Board representation has become the corporate governance issue of our time. The SEC's director nomination proposal is dead, but shareholders have taken the battle to the streets. Majority voting provisions recently have been adopted by Dell, Intel, and other firms, and shareholders will vote on such provisions at additional firms in the coming proxy season. AIG is currently battling a proposal that would allow shareholders to adopt a director nomination bylaw. And tomorrow GM's board of directors will meet to consider granting a board seat to Jerome York as Kirk Kerkorian's representative.
About five years ago, I floated an idea to a number of corporate law professors about amending the SEC's proxy rules to allow for shareholder nomination of directors. This was long before the SEC issued its doomed director nomination proposal, and response to my nascent idea was entirely negative. "Why would shareholders want to elect a minority of the board?" Under this view, director elections either were about changing control of the corporation or they wouldn't happen.
If recent events have taught us anything, they have taught us that shareholders want more influence over board composition ... and not only the sort of influence that shifts outright control.

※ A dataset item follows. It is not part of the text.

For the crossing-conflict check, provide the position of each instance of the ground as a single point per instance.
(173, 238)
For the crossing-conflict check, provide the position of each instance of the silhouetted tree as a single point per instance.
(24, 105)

In my view, this is a positive development in manager-shareholder relations, even though I expect the transition to be bumpy. The most common objection that I have heard from directors is that shareholder nominees have the potential to destabilize the board. If you can get past your initial incredulity at this claim -- "Doh! That's why we want them!" -- you will recognize an important assertion about the nature of boards. The assertion is that board's work as teams, and shareholder nominees are the corporate equivalent of Terrell Owens.
Expect some bad results along with the good. And lots of fodder for future research!